6 In more radical orientations, European Jews have (also) become White in the Western world (e.g., Europe and North America) because of their post-WWII positionality (Brodkin Citation1998; Fischbach Citation2020). Jews may have come to be White more consistently earlier on in other parts of the world such as in South Africa as part of the first colonial arrivals at the Cape of Good Hope (cf., van Niekerk Citation2018, 3) or at the turn of the twentieth century as Jews from Eastern Europe found a place within, and politically aligned themselves with, the White supremacist settler colony that was established there (Hunter Citation2020). This alliance with White supremacy, as tenuous and conditional as it is/was, came to be in tension with internally controversial Jewish resistance against Apartheid (Beinart Citation1996) and now Zionism (Gilbert and Posel Citation2021).

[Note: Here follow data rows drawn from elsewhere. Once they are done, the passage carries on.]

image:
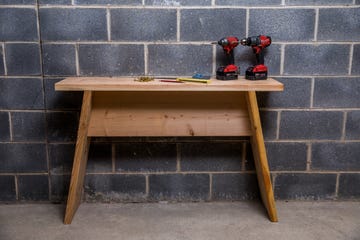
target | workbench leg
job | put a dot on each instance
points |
(259, 151)
(80, 160)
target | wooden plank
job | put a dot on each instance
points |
(128, 84)
(80, 160)
(260, 158)
(169, 114)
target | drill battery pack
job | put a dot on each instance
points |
(230, 72)
(258, 72)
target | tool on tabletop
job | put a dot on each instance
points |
(230, 71)
(201, 76)
(257, 43)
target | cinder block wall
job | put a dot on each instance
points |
(312, 129)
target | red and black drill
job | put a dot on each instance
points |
(231, 71)
(258, 43)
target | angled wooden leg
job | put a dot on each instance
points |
(80, 160)
(259, 151)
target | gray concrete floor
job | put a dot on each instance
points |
(224, 221)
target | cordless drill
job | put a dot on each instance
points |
(257, 43)
(230, 71)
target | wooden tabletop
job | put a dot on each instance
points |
(128, 84)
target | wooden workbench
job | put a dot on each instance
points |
(122, 107)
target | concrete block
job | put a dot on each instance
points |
(28, 126)
(355, 70)
(108, 2)
(335, 156)
(297, 94)
(180, 59)
(269, 124)
(21, 93)
(59, 188)
(190, 187)
(33, 187)
(114, 187)
(16, 2)
(7, 186)
(211, 156)
(62, 126)
(212, 24)
(111, 59)
(59, 59)
(303, 186)
(311, 125)
(247, 3)
(18, 24)
(343, 27)
(22, 158)
(2, 66)
(286, 156)
(23, 59)
(145, 157)
(143, 25)
(58, 24)
(234, 187)
(324, 59)
(336, 92)
(352, 128)
(4, 127)
(57, 2)
(100, 158)
(283, 24)
(349, 186)
(177, 3)
(318, 2)
(60, 99)
(61, 158)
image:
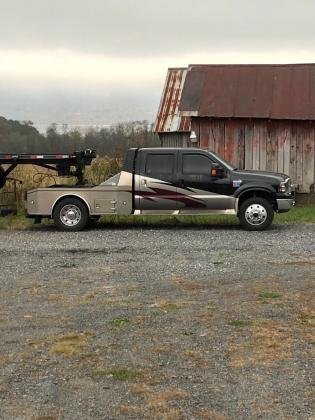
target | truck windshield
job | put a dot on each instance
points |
(223, 162)
(112, 180)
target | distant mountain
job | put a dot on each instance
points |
(77, 107)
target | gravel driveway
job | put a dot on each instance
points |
(159, 323)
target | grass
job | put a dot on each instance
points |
(119, 374)
(296, 215)
(239, 323)
(121, 322)
(69, 344)
(269, 295)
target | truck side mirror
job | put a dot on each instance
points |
(217, 171)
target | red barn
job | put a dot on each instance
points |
(256, 116)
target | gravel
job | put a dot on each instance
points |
(166, 323)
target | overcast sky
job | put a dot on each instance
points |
(129, 44)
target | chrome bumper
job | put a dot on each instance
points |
(285, 204)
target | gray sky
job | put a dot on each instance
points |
(122, 44)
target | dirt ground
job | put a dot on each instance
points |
(158, 323)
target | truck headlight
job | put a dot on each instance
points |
(285, 186)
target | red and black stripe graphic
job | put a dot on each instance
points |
(170, 195)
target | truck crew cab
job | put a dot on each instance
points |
(175, 181)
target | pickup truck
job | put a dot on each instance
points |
(175, 181)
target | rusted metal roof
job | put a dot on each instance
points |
(168, 118)
(240, 91)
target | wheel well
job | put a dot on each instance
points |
(64, 197)
(259, 193)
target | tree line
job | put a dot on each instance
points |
(23, 137)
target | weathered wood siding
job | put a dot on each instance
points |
(268, 145)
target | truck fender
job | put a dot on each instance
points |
(251, 187)
(70, 196)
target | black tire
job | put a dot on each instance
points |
(256, 214)
(71, 214)
(2, 177)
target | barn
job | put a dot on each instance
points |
(258, 117)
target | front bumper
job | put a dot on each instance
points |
(285, 204)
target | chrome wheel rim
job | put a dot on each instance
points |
(255, 214)
(70, 215)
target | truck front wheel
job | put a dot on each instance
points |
(70, 214)
(256, 214)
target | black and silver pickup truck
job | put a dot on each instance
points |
(175, 181)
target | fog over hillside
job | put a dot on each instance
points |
(80, 108)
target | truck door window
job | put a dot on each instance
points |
(159, 165)
(194, 164)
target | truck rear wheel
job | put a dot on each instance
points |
(70, 214)
(256, 214)
(2, 177)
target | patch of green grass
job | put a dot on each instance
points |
(188, 333)
(297, 215)
(240, 323)
(269, 295)
(119, 374)
(306, 318)
(121, 322)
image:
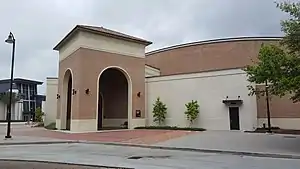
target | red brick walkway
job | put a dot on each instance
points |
(123, 136)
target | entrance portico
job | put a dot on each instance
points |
(106, 84)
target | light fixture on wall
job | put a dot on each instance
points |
(74, 91)
(87, 91)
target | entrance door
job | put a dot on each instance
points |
(100, 113)
(234, 118)
(69, 101)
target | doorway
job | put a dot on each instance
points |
(234, 118)
(100, 111)
(112, 99)
(69, 101)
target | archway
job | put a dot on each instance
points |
(67, 102)
(113, 99)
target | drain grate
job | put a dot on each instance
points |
(149, 157)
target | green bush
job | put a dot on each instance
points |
(171, 128)
(51, 126)
(159, 111)
(192, 111)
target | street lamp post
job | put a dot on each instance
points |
(268, 108)
(11, 40)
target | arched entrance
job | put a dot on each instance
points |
(113, 99)
(67, 102)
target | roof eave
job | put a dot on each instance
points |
(78, 27)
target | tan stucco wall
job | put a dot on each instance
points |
(150, 71)
(2, 111)
(283, 123)
(50, 107)
(199, 57)
(279, 107)
(209, 89)
(86, 56)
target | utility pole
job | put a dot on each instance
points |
(268, 108)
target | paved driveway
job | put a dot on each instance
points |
(150, 159)
(26, 133)
(238, 141)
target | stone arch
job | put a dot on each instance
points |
(114, 98)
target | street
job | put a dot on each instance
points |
(140, 158)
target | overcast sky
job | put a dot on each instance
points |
(38, 25)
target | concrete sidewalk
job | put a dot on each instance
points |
(238, 143)
(24, 140)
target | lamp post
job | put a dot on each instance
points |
(10, 40)
(268, 108)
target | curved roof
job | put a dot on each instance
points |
(212, 41)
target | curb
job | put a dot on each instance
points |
(228, 152)
(37, 142)
(239, 153)
(63, 163)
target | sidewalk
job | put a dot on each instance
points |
(225, 142)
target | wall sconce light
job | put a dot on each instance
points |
(87, 91)
(74, 91)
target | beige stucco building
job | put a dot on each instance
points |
(106, 79)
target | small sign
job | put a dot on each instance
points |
(138, 113)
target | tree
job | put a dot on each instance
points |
(159, 111)
(4, 98)
(279, 65)
(192, 111)
(39, 114)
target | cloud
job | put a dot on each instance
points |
(39, 25)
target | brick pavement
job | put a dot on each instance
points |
(120, 136)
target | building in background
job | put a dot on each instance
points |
(24, 109)
(106, 79)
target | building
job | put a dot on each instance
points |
(29, 100)
(106, 79)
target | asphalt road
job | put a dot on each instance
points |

7 Despite the stereotypical association of Jewishness with Whiteness, there are many other varieties of Jewish peoples across the world who are not White or racialized as White (Schraub Citation2019, 380). One of the factors that perpetuates the view of the stereotypical Jewish person as White is racism (rather than anti-Semitism) as is apparent in the racial hierarchy in Israeli communities (Sasson-Levy Citation2013) and what it means to be a Black Jew in Israel (East et al. 2020).

8 Of course, a counter-argument to this for a reconstructionist like Hochman is to take the view that it is not race that is relevant to science in these cases but rather racialized groups and the racism enacted against them (e.g., see Hochman Citation2021b). Nevertheless, contrary to basic realism, the point I am making here is that the groups of our concern would be relevant to science irrespective of whether they are races or racialized groups.

9 In defending his anti-realist reconstructionism from the accusation of not being able to account for phenomena traditionally associated with race and racism, Glasgow claims that ‘something race-related can explain and be a reason for acting, namely racialized groups. These are real, even if race is not’ (247). Glasgow claims that he believes ‘with Haslanger, that there are racialized groups’ (247).